When asked, a spokesman for the Centers for Medicare and Medicaid Services said the agency was not disclosing that information at this time.
Peck noted that last year, about 700,000 people enrolled on HealthCare.gov during the final sign-up week, with the bulk of them enrolling in the final three days before the deadline. This year, he said, the Obama administration had timed its ads and outreach — and paid for it in advance to ensure they would continue into the Trump administration — to give consumers an extra push in the final days to sign up.
Washington state's own Obamacare exchange on Thursday said that in its final week of enrollment traffic to the Washington Healthplanfinder marketplace more than doubled over last year's volume.

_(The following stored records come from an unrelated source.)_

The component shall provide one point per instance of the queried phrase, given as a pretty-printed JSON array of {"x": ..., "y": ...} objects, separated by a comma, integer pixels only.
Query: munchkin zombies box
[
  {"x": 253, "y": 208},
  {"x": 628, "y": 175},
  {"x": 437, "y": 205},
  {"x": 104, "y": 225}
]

The Washington exchange, which like the other state-run exchanges, does its own outreach and ads, announced that more than 225,000 people had signed up for plans on the marketplace by the deadline.
That 13 percent rise over last year "is a remarkable increase in a service provided to and needed by people in all parts of the state," said Washington Gov. Jay Inslee.
"The exchange is doing exactly what it was intended to do and helping record numbers of working families who need and deserve health care."
"While congressional leaders in Washington, D.C., are trying to take health care away from people in our state, I will do all I can to ensure these families do not see their coverage repealed until a viable replacement is in place."